This post doesn’t come to a conclusion, or offer an answer, or end with a bon mot.
It is an exploration still in process.]
It wasn’t my first retreat, but sometime early in my experience of silent retreats I remember sitting in the chapel at the retreat house as one of the monks invited us to enter the safe space of being held and cherished just as we were. He went on to talk about what we might feel during the next three days. He noted that many people on retreat find themselves exhausted and sleeping for many hours in each day, and, when awake, ravenously hungry. “It may be fruitful,” he said, “to identify what exactly you are hungry for…since very few of us actually need that many nutrients to sustain our physical life.”
It may be fruitful to identify exactly what we are hungry for…
Marie Kondo (of “Tidying Up” fame) is about to release her second book, so I am already behind the curve since my husband and I are still engaged with the process of her first book. To make matters slightly more complex, we spent some time this weekend working on a category of items she doesn’t even mention in her book: food stuff. It is probably worth admitting right up front that this is a part of my life that is rather inexplicably out of control. [I have admitted to this before, but you may not have been reading the blog at that point.]
I would like to blame it on my Yankee heritage and that certainly may be factoring into it. I am old enough and from a rural enough background that canning and pickling and laying down eggs and fruit and root vegetables in straw for the winter is a living memory – not something I read in The Little House on the Prairie books, but something in which I actually participated as a child. So, well-stocked pantry and root cellar shelves was simply wise stewardship. And, since that generation of folk did not waste food, tomatoes by the bushel in August and September led to lots of tomato-based dishes in January, and an abundant raspberry crop meant many many many jars of raspberry jam for toast.
Well, as it turns out, we counted 37 jars of jam in our house (not including the two open ones in the fridge). There are two of us who eat here regularly and the last time we had someone share breakfast with us (which is when we use jam) was Christmas 2014 when our daughter and son-in-law were visiting. I’ve been paying attention and somewhere around 30 seems to be a tipping point for me. I get below 30 by two or three and, the next thing you know, I am wandering through the Farmer’s Market laying in jam for the summer, fall, and winter (through 2020, apparently).
We also have 46 tins of tea (both loose and in bags). When people ask what my husband wants for Christmas, tea is the first thing I say. And he loves tea. He does – as do I. In fairness, we each drink at least 2 cups of tea a day and when my husband is writing a sermon, his consumption is closer to 2 pots (or about 6 tea bags worth).
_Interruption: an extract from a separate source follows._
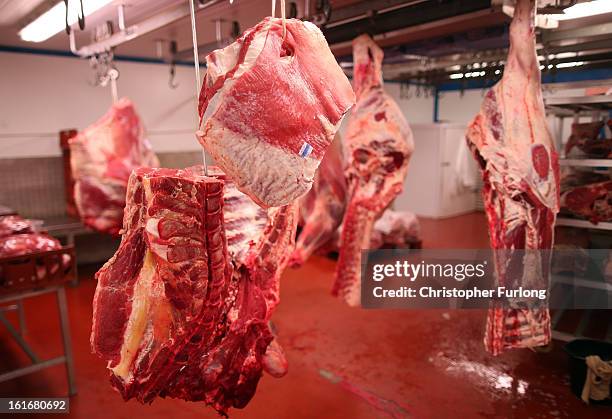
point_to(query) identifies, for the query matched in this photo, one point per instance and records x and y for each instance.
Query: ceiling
(416, 34)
But this weekend we discovered some cans of tea with a “Best By” date of 2006.
So, I am trying to understand what I am truly hungry for. Physical hunger is not something that I fear – although I have to say that I can only remember twice in my life when I was so hungry that it actually hurt, which is something that some of my sisters and brothers around the world experience daily. Perhaps if I lived on the edge of starvation, I would fear it.
What I do know is that we don’t store this much extra food because we eat in excess – neither my husband nor I is overweight, much less obese. It seems that, as long as I know I have it, I feel comfortable leaving the broth, dried cranberries, cereal, pasta sauce, pickles (whatever) on the pantry shelves, and eating a reasonable number of calories each day.
What continues to intrigue me is the fact that I live within easy walking distance of two well-stocked grocery stores so that, with the exception of Christmas Day, I can purchase anything I need within minutes of realizing I need it.
So: I ponder. Food may not be the place where you notice an inability to release excess…in which case, you might want to substitute your own version of 37 jars of jam for the word “food”. I don’t even know if these are useful questions, but they are the ones I am pondering with, I hope, some humor:
* What does food mean to me? (love? growth? strength? generosity? health? fellowship? comfort?)
* What is the value I associate with storing more food than I need for, say, a month? (thriftiness? competence? nurturing? comfort? hospitality? independence? security?)
* What is the (as yet) unidentified feeling or fear that compels me to resist emptying the shelves?
* What is the hunger this abundance of stored food is trying to assuage?
I’d love to hear about your journey, your baffling place, and the questions you are pondering – especially if you have found them fruitful.